There are a lot of reasons planning your nuptials can make you want to elope: budgets, in-laws, unrealistic expectations foisted on you by an increasingly commercialized wedding industry (I’m throwing the side-eye at you, Martha Stewart). One of the hardest to wrap your head around, though, is that most of the time there is no right or wrong answer. That bears repeating: there is no right or wrong answer.
Weddings are about choices, some of them truly hard, most of them, let’s be honest, not (#weddingplanningproblems). Unless you have truly horrible friends, there is no one at the end of the reception line waiting to grade you on your event. Of course, that truth may not keep you from treating the decision between a sit-down reception and a buffet like Sophie’s choice. Before you erupt in another bout of stress-induced acne, let’s take a look at the pros and cons of both options.
Many couples are drawn to sit-down dinners because they feel more formal, and unless you get a lot of invitations to state dinners, your wedding might be the most formal event you ever attend. On the other hand, sit-down dinners can feel stuffy and long, especially when your wine glass is empty and you can’t find a waiter. Observes Tennessee-based event and wedding planner Dori Thornton, at “sit-down dinners, people often leave after dinner and don’t make it to the dance floor because they’ve been sitting for a long time.”
Seating charts, flat out, are the worst, both for the bride and groom making them and for guests who don’t exactly hit it off with their tablemates. If there are no-shows or unexpected guests, your chart goes out the window. Plus, there will always be some distant relative who views his or her distance from the head table as grounds for a family feud.
That said, sit-down menus are often less expensive than buffets, with less food waste. And there is a certain glamour to not eating on your feet. If the event is smaller and you want face-time with everyone, consider leaving a chair or two open at each table so you and your legally wedded spouse can visit for a spell.
Buffets have traditionally been seen as less formal, but they offer more flexibility for guests with special dietary needs and facilitate mingling and dancing more than sit-down dinners.
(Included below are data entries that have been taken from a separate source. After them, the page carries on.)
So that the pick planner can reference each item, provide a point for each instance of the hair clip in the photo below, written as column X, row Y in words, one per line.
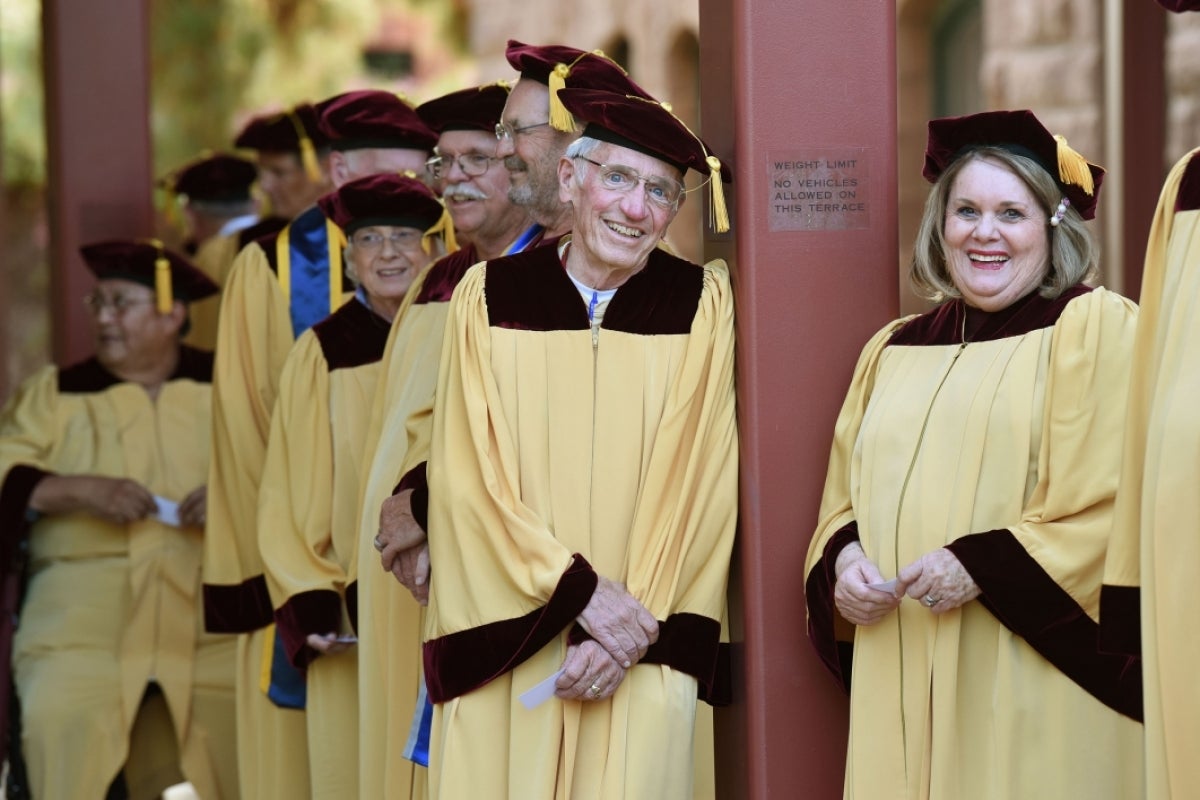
column 1059, row 212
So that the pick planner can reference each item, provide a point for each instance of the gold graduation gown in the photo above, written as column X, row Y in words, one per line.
column 557, row 457
column 389, row 618
column 276, row 286
column 215, row 259
column 111, row 608
column 1006, row 450
column 1150, row 594
column 307, row 523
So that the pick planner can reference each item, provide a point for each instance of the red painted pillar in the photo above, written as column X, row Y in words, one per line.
column 801, row 98
column 1143, row 131
column 99, row 156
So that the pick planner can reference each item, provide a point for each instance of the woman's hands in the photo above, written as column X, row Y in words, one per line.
column 855, row 600
column 939, row 581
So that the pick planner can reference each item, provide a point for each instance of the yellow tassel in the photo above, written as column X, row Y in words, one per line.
column 719, row 215
column 444, row 227
column 1073, row 167
column 559, row 118
column 162, row 293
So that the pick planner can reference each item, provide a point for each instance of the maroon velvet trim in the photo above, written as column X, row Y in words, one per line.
column 268, row 245
column 262, row 228
column 238, row 608
column 305, row 221
column 417, row 480
column 352, row 336
column 532, row 292
column 822, row 613
column 1030, row 603
column 690, row 643
column 15, row 492
column 1121, row 620
column 945, row 324
column 462, row 662
column 352, row 605
column 193, row 365
column 1188, row 198
column 89, row 376
column 442, row 278
column 310, row 612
While buffets can be more expensive (jumbo shrimp doesn’t peel itself), you’ll also find yourself paying less on wait staff, table and linen rentals, and, if you’re serving finger foods, silverware. The big deterrent for buffets is the line. Consider having stations instead of one long buffet, advises Thornton; it will cut down significantly on guests’ wait time. People should gravitate toward the buffet as they come in, but if everyone’s being too polite for their own good, have a plan for announcing that the buffet is open.
Little bit of this, little bit of that
Of course, some brides opt for the best of both worlds. You can have a sit-down dinner without assigned seating. Or you can assign seats for a buffet and let servers call guests up by table. Serving tables family-style is kind of like a mini-buffet. Have an hors d’oeuvres buffet at cocktail hour and then a sit-down dinner, or a sit-down dinner and then a dessert buffet. Why not? It’s your world, everyone else is just living in it. But no matter what style of food service you choose, for the love of all that is borrowed and blue, make sure you get a plate (and eat it).